Good questions, since the tree tradition is so heavily embedded in American culture, even where no traditional trees grow.
There is language evidence that using evergreen boughs (probably holly, hemlock or eucalyptus) for winter solstice ceremonies goes way back in pagan times. We find the German word Weihnachtsbaum used as early as 1835, although some scholars claim Martin Luther started the Christmas tree tradition in the 1500s.
But most interesting for us is that there was no Christian religious connection to the first tree ceremonials. You can read in the Bible that heathens cut down trees and decorated them with metals and dedicated them to various gods of agriculture and good luck. It’s in Jeremiah 10:2-4:
“Thus saith the Lord, learn not the way of the heathen, and be not dismayed at the signs of heaven; for the heathen are dismayed at them. For the customs of the people are vain: for one cutteth a tree out of the forest, the work of the hands of the workman, with the axe. They deck it with silver and with gold; they fasten it with nails and with hammers, that it move not.“
Our 1800s Americans thought a Christmas tree was a really odd thing when German settlers started displaying them in Pennsylvania around 1830. The initial community reaction was “take down that pagan thing.”
But near the turn of that century, ornaments made in Germany and England began arriving in this country, and more people felt it was cool to have a tree and hang things on it. We quickly moved to handmade ornaments, but the Germans for many years continued to use apples and nuts and marzipan cookies for their decorations.
With common use of electricity came tree lights and even outdoor displays of trees. The tradition was on. Different countries developed different decorations, but these days you’re likely to find decorated trees in many places that have no substantial Christian tradition. In this country, many Jews, Muslims and Hindus erect Christmas trees because it’s part of the American holiday - even if they do not celebrate Christ’s birth. My unreligious house has never missed having a Christmas tree, complete with angel at the top.
But the real vs. artificial decision finally hit us. There are a couple of reasons. I like a 7-to 8-foot tree, which means a huge fir trunk, and I’m less able these days to haul that kind of weight up our steps. Also, my wife Denby Fawcett of KITV seems to have developed fir hay fever.
artificial trees look so real. But they’re not. Denby wins. We have a real tree. Bought locally this year at Helemano Farms. It’s the best we’ve ever had! Norfolk pine (not a pine but, yes, an evergreen (Araucaria heterophylla) from Norfolk Island in the South Pacific.

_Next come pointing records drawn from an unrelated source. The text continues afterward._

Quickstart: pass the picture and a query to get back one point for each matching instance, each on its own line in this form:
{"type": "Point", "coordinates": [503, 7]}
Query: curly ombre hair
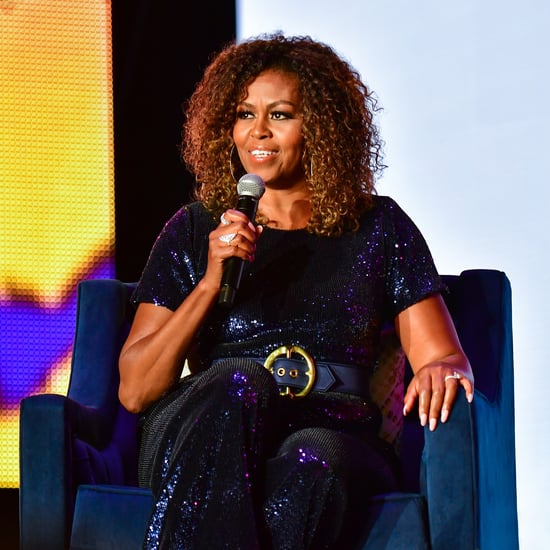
{"type": "Point", "coordinates": [342, 147]}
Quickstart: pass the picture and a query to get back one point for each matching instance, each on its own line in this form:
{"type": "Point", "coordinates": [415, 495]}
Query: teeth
{"type": "Point", "coordinates": [258, 153]}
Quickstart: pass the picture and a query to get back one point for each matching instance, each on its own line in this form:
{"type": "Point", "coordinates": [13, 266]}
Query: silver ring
{"type": "Point", "coordinates": [227, 238]}
{"type": "Point", "coordinates": [454, 376]}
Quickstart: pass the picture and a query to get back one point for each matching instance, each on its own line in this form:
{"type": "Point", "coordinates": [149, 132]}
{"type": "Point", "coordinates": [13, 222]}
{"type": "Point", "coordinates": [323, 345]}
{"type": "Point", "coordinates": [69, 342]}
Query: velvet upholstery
{"type": "Point", "coordinates": [78, 453]}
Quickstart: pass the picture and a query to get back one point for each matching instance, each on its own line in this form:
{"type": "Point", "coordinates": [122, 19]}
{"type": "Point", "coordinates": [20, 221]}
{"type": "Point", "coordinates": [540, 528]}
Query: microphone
{"type": "Point", "coordinates": [250, 189]}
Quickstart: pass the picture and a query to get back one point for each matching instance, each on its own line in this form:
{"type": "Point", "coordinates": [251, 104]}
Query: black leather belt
{"type": "Point", "coordinates": [296, 377]}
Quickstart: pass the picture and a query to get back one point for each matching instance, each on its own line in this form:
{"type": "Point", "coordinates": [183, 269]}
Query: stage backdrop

Decorations are what make the tree and we’ve spent our 38 married years seeking out exotic, handmade ornaments. We even have hand-sewn Wizard of Oz characters from a friend. Many things from our global travels.
Yes, I hate the task of the lights, our dozens of red bows, and trying to find a branch to hold each ornament. But it’s such a sight when the tree’s finally up and decorated! That’s when I break out the rum and eggnog.
So here’s to Christmas for everyone, and to the Christmas tree tradition (however it started) and the gathering of families and friends.
I suspect that even if there had been no Christ to mark the date, somebody would have had to invent this holiday by whatever name we would have called it.